The next sound was a high-pitched scream, and a crunching noise. Transmission ended at this point, and Vandenberg Scoop Mission Control was not able to raise the two men again.
3. Crisis
GLADSTONE, UPON HEAIUNG OF THE DEATH OF "Chinese" Gordon in Egypt, was reported to have muttered irritably that his general might have chosen a more propitious time to die: Gordon's death threw the Gladstone government into turmoil and crisis. An aide suggested that the circumstances were unique and unpredictable, to which Gladstone crossly answered: "All crises are the same."
He meant political crises, of course. There were no scientific crises in 1885, and indeed none for nearly forty years afterward. Since then there have been eight of major importance; two have received wide publicity. It is interesting that both the publicized crises-- atomic energy and space capability-- have concerned chemistry and physics, not biology.
This is to be expected. Physics was the first of the natural sciences to become fully modern and highly mathematical.
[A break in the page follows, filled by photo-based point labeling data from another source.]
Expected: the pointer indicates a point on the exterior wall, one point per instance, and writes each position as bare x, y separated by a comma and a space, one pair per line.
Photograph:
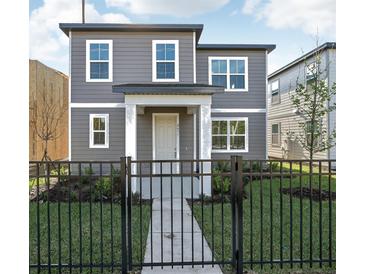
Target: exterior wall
256, 136
144, 132
283, 112
132, 62
80, 135
256, 95
45, 82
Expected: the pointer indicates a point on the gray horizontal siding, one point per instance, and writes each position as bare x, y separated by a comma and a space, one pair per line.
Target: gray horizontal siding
80, 135
256, 136
256, 95
132, 62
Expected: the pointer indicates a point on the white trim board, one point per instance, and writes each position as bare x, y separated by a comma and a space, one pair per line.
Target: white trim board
97, 105
228, 150
109, 61
238, 110
228, 73
154, 60
177, 134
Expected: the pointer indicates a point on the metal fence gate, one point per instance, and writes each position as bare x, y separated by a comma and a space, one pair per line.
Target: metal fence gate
218, 214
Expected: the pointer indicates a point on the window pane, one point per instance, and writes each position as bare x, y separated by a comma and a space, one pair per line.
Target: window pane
99, 138
219, 127
237, 82
237, 127
237, 142
104, 52
237, 66
94, 51
275, 128
170, 52
219, 80
275, 85
160, 51
99, 123
219, 142
165, 70
219, 66
99, 70
275, 139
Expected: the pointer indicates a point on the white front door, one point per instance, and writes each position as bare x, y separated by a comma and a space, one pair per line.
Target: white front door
166, 140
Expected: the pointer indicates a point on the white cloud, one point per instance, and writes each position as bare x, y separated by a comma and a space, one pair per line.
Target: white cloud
47, 42
250, 6
308, 15
180, 8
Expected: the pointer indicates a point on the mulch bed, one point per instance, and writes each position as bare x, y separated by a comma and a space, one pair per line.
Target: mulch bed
324, 195
74, 190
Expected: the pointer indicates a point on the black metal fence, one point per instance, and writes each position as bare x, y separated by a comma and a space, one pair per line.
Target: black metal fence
115, 216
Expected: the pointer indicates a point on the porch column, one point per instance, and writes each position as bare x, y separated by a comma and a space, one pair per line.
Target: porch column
205, 136
131, 137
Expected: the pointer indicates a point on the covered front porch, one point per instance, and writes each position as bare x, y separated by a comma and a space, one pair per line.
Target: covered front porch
168, 122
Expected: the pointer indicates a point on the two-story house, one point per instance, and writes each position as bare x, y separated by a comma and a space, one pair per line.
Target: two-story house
282, 116
153, 92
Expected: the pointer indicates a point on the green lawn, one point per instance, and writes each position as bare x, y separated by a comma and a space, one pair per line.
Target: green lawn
213, 225
99, 245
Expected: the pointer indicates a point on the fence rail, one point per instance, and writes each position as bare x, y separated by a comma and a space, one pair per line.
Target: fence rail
128, 214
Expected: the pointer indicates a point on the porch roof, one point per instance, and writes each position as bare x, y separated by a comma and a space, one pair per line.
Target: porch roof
167, 89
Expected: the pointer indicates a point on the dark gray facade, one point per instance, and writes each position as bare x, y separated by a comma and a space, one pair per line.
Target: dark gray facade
132, 63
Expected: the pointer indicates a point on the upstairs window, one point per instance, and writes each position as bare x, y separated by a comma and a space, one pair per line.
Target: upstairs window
99, 130
229, 72
311, 71
275, 97
165, 54
229, 135
99, 65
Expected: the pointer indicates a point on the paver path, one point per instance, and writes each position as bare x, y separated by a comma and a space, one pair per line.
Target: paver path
185, 243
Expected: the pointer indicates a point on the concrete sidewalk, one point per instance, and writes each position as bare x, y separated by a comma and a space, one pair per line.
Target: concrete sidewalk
177, 238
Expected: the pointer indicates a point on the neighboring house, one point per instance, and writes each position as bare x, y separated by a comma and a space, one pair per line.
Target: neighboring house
154, 92
282, 117
47, 86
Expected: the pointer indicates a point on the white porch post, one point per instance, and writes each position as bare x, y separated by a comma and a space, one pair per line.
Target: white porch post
131, 137
205, 136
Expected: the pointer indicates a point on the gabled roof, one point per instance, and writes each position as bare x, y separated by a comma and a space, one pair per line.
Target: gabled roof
268, 47
67, 27
163, 89
327, 45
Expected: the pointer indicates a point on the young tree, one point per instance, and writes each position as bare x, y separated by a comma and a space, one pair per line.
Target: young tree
47, 116
312, 100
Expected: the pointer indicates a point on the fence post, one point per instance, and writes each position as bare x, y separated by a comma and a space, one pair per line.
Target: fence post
123, 202
129, 211
237, 213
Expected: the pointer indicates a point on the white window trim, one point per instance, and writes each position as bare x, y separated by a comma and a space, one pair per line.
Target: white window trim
91, 130
154, 61
279, 135
277, 91
88, 43
210, 58
228, 119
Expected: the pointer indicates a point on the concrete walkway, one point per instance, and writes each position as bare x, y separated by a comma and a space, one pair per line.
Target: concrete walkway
179, 230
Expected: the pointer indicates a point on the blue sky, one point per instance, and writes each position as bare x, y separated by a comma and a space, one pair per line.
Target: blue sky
290, 24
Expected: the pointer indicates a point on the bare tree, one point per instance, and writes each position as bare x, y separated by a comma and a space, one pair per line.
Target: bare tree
47, 116
312, 100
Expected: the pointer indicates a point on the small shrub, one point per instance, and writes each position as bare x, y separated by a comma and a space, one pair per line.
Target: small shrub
87, 172
103, 186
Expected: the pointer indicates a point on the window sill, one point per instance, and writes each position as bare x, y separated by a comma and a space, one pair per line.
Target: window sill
230, 151
165, 80
93, 146
99, 80
236, 90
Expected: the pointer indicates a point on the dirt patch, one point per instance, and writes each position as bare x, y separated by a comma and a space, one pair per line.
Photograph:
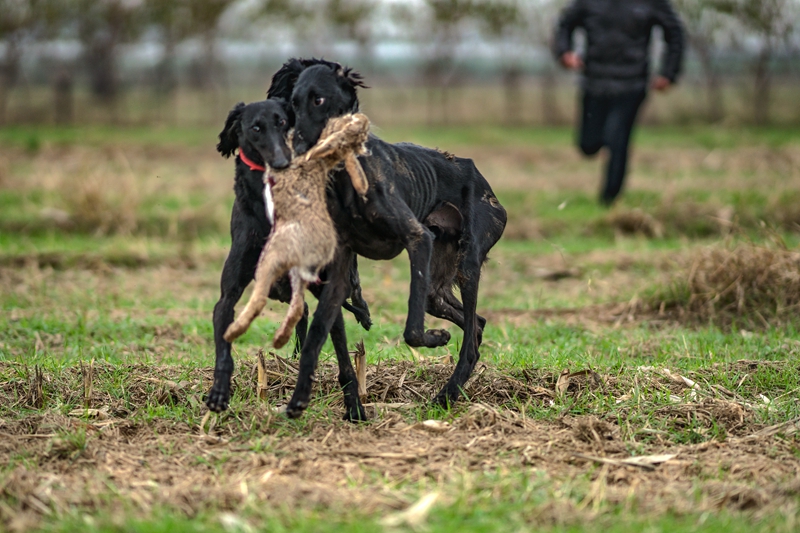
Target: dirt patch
117, 458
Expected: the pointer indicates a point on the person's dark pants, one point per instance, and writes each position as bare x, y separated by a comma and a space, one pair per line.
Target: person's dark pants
607, 121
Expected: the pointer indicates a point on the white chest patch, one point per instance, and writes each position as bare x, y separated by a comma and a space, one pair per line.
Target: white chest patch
268, 203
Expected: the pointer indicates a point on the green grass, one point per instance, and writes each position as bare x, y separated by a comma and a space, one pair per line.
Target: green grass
139, 304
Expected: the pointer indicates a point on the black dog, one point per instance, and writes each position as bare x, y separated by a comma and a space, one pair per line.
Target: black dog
259, 131
436, 206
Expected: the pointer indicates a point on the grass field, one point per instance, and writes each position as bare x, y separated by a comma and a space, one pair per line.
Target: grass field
640, 369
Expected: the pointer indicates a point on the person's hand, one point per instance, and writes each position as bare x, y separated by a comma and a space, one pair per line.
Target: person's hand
660, 83
571, 60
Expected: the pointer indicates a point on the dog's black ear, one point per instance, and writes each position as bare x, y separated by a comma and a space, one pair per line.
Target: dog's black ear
228, 137
283, 81
353, 78
350, 80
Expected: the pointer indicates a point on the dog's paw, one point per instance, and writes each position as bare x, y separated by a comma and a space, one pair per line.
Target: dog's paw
296, 409
447, 396
217, 400
363, 318
436, 337
355, 413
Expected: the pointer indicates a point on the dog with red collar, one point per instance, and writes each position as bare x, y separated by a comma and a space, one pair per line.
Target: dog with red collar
257, 134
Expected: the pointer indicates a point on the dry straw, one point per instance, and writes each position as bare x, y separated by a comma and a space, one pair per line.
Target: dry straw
742, 280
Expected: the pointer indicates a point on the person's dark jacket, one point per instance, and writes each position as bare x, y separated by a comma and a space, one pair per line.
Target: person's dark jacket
618, 32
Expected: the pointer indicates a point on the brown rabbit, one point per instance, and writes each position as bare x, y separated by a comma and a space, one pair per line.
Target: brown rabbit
303, 238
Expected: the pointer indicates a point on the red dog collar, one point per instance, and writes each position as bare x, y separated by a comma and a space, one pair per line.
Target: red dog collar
250, 163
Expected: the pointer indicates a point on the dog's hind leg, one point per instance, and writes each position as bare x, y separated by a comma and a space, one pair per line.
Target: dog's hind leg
296, 308
418, 242
482, 220
329, 307
300, 331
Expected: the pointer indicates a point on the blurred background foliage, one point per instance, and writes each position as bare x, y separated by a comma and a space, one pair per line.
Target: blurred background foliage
434, 62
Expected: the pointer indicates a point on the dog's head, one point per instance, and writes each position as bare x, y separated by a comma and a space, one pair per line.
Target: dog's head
319, 90
259, 127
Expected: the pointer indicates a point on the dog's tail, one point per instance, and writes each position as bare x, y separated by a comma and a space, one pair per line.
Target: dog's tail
467, 225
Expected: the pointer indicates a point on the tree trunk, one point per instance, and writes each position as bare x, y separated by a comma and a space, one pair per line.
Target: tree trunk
512, 90
63, 99
763, 86
166, 80
550, 112
101, 62
9, 74
714, 104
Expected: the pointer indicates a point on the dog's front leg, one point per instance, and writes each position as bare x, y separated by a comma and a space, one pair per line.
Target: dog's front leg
348, 381
329, 306
236, 275
419, 244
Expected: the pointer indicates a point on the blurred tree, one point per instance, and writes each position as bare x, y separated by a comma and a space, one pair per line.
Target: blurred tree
502, 20
21, 20
540, 21
101, 26
772, 22
703, 25
204, 18
444, 27
16, 17
171, 18
350, 19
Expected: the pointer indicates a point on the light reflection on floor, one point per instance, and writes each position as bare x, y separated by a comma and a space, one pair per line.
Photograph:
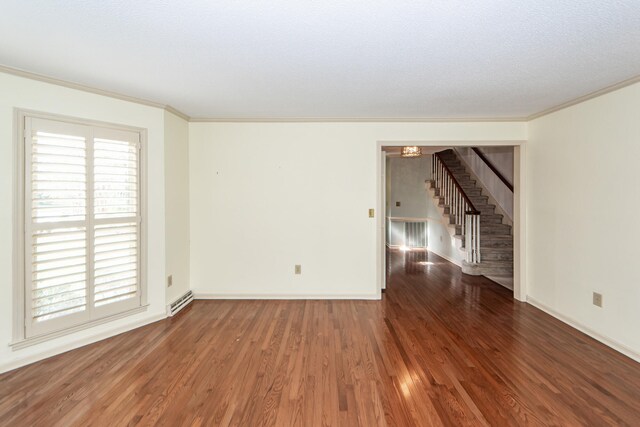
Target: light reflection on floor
410, 261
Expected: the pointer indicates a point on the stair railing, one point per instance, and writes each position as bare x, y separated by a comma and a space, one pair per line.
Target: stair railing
461, 208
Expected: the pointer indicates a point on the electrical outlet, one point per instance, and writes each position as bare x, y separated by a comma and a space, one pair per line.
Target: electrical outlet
597, 299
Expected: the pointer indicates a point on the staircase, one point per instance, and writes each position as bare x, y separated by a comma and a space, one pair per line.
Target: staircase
495, 238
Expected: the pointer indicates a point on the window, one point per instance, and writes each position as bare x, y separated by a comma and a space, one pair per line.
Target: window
82, 223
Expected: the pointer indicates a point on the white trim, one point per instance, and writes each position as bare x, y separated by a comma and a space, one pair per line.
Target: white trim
620, 348
355, 119
89, 89
208, 295
170, 109
519, 228
17, 307
27, 342
448, 258
80, 343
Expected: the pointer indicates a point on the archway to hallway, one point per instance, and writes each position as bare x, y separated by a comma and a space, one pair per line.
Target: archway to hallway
420, 231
Chemistry followed in the wake of physics, but biology, the retarded child, lagged far behind. Even in the time of Newton and Galileo, men knew more about the moon and other heavenly bodies than they did about their own.
It was not until the late 1940's that this situation changed. The postwar period ushered in a new era of biologic research, spurred by the discovery of antibiotics. Suddenly there was both enthusiasm and money for biology, and a torrent of discoveries poured forth: tranquilizers, steroid hormones, immunochemistry, the genetic code. By 1953 the first kidney was transplanted and by 1958 the first birthcontrol pills were tested. It was not long before biology was the fastest-growing field in all science; it was doubling its knowledge every ten years. Farsighted researchers talked seriously of changing genes, controlling evolution, regulating the mind-- ideas that had been wild speculation ten years before.